The Osmonds recorded Jackson’s “One Bad Apple” in 1970, taking it to No. 1. Jackson and Thomas Jones III wrote “Old Time Rock and Roll,” which Bob Seger recorded in 1978. Stephenson said “Old Time Rock and Roll” is truly Jackson’s song, and he has the tapes to prove it, despite Seger’s claims that he altered it.

“Bob had pretty much finished his recording at Muscle Shoals and he asked them if they had any other songs he could listen to for the future,” Stephenson said.

Besides Seger, the Osmonds and Ike and Tina Turner, Jackson’s songs were also recorded by James Brown, Wilson Pickett and Clarence Carter. Later, he wrote “Down Home Blues” for Z.Z. Hill, a song which was a keystone for Malaco. The Mississippi label is a storehouse of soul, rhythm and blues and gospel music.

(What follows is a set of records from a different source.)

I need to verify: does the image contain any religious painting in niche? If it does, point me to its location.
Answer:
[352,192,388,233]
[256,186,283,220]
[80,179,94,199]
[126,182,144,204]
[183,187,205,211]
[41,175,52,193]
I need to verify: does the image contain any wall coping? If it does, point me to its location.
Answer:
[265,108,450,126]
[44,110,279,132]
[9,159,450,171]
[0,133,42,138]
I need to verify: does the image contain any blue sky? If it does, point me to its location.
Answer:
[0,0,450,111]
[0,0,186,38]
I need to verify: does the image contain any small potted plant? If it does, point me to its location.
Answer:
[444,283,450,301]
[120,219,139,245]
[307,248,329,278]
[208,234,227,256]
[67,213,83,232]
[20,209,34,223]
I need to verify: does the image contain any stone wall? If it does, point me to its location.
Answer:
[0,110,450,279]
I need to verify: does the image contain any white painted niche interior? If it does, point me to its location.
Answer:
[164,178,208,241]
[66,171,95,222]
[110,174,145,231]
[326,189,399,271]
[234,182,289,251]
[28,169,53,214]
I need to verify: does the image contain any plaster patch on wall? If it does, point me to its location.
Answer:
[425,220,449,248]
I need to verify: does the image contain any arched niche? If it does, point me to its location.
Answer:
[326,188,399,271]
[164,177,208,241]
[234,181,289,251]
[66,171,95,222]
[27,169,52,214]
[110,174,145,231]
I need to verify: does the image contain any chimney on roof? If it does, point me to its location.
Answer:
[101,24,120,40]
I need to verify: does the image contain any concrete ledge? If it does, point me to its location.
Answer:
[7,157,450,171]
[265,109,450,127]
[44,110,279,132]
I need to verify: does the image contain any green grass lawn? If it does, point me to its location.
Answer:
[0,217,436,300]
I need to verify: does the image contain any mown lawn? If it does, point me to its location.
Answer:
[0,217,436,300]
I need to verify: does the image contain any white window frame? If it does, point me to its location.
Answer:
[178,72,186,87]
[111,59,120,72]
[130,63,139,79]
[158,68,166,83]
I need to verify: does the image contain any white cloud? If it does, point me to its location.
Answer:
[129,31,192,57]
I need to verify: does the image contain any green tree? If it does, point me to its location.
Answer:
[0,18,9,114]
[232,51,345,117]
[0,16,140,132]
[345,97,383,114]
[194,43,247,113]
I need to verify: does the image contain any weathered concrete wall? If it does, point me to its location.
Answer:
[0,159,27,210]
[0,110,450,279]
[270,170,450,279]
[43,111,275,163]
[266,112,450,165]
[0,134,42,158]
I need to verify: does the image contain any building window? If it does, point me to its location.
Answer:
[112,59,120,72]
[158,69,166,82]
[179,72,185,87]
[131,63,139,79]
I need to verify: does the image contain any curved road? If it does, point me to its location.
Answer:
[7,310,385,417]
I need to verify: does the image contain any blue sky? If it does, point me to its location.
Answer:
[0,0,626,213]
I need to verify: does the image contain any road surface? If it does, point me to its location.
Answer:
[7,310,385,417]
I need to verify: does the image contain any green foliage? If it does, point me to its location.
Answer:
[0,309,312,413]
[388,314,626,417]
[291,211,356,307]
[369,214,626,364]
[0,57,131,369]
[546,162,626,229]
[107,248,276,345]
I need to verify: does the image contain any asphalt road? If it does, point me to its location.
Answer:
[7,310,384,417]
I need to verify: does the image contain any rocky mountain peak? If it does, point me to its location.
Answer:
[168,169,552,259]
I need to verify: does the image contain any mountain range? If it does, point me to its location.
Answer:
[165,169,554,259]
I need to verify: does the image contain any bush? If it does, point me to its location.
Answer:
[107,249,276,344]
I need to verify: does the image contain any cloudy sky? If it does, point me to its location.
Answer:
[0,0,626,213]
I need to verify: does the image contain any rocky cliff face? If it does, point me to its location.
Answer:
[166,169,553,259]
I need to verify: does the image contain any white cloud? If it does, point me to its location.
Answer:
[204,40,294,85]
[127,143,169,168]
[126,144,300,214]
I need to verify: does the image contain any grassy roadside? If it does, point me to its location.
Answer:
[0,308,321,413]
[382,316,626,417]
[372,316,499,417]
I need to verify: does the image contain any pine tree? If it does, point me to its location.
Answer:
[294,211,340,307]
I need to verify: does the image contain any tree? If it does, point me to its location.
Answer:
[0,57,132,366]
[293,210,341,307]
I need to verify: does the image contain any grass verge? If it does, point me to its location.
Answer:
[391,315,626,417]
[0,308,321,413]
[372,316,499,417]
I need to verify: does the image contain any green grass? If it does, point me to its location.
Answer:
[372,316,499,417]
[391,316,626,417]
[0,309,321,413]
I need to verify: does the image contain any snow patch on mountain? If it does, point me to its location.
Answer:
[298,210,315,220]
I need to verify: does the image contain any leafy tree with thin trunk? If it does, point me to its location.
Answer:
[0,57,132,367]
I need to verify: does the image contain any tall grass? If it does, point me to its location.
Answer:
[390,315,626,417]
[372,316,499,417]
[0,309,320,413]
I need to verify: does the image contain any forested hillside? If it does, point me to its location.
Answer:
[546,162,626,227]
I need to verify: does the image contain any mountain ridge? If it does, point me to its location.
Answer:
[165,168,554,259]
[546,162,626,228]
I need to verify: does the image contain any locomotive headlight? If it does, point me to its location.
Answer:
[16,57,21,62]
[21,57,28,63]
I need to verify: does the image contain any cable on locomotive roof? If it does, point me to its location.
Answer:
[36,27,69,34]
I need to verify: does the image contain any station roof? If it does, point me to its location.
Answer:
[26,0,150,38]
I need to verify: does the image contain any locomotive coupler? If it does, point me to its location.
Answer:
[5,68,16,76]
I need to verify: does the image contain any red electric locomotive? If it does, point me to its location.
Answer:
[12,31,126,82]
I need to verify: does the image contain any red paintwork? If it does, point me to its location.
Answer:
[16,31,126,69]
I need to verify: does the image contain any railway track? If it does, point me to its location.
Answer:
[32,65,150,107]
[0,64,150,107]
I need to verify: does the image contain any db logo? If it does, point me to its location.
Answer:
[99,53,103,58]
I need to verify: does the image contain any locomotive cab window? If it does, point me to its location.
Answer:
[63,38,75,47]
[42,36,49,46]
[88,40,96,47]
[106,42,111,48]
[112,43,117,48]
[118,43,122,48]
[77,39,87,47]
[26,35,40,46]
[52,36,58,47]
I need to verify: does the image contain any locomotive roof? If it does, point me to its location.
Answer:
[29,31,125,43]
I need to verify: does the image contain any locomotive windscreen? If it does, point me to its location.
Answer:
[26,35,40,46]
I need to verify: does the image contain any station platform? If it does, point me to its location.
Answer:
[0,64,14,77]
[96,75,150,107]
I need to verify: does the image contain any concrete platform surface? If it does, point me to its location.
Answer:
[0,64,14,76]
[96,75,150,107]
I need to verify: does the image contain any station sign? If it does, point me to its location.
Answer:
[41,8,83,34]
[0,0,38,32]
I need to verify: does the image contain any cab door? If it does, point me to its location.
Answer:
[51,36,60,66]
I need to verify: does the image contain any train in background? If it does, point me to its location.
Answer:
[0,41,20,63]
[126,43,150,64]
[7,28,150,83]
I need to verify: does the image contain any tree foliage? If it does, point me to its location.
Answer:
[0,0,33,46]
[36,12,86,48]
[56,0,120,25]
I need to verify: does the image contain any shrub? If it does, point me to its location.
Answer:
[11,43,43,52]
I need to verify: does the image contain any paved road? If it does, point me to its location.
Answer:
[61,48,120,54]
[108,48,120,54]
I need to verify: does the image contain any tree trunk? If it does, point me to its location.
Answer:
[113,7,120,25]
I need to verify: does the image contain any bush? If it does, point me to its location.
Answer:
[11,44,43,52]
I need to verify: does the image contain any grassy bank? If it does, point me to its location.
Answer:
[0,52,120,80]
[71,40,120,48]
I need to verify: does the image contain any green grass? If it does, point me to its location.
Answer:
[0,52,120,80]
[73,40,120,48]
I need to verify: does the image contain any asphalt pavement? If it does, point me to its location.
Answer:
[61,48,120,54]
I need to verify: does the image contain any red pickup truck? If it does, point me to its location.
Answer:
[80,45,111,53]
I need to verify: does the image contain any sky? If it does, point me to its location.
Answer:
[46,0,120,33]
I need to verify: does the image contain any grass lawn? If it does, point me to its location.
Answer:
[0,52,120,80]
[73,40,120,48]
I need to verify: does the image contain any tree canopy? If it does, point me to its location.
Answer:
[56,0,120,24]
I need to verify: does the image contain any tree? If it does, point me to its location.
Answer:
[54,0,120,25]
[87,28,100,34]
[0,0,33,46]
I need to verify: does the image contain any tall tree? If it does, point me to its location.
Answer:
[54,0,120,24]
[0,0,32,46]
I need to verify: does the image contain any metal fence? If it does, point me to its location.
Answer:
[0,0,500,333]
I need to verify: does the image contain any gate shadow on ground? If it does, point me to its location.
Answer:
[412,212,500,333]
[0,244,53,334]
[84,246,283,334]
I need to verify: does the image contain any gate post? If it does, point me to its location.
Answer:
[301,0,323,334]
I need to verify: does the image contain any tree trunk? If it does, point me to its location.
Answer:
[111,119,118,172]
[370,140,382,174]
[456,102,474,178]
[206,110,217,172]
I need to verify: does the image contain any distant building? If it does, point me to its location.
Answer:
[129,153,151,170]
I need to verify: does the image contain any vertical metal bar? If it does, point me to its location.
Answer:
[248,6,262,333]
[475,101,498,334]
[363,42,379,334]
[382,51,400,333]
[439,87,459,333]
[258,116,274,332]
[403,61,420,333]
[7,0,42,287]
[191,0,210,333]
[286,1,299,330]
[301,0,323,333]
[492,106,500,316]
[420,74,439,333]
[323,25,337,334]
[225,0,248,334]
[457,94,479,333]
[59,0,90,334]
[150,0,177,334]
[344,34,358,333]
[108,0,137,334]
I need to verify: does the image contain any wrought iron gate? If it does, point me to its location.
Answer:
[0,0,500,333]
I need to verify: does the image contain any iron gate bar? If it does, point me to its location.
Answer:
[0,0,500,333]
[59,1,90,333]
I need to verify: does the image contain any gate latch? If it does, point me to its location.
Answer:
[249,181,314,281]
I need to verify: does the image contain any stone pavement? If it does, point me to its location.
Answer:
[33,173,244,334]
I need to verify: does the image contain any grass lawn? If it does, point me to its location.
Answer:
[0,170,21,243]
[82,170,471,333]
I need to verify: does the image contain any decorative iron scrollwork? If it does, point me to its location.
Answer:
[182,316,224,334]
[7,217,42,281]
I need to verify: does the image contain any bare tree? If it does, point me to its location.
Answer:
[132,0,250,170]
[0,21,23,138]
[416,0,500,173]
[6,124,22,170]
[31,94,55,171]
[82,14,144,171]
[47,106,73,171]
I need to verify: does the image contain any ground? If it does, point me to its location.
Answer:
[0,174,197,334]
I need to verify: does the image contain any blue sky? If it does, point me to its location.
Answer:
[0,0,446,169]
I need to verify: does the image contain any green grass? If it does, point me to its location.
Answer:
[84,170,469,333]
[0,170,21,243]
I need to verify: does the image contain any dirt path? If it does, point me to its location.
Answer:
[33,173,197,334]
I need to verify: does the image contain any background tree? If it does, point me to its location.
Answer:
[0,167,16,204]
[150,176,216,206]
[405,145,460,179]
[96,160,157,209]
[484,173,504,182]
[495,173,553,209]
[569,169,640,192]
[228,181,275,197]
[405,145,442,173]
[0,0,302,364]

“He had a way of seeing things about life and saying them in a way that a lot of other people could relate to,” Couch said.

Jackson’s own vocal performances were mainly scattered over singles, although some have been collected into albums, including a 2011 reissue of his FAME recordings, “Don’t Count Me Out,” which won critical acclaim. That and other compilations were aimed at part at fans in the United Kingdom, where Stephenson said Jackson had a strong following.

Funeral arrangements were still being made.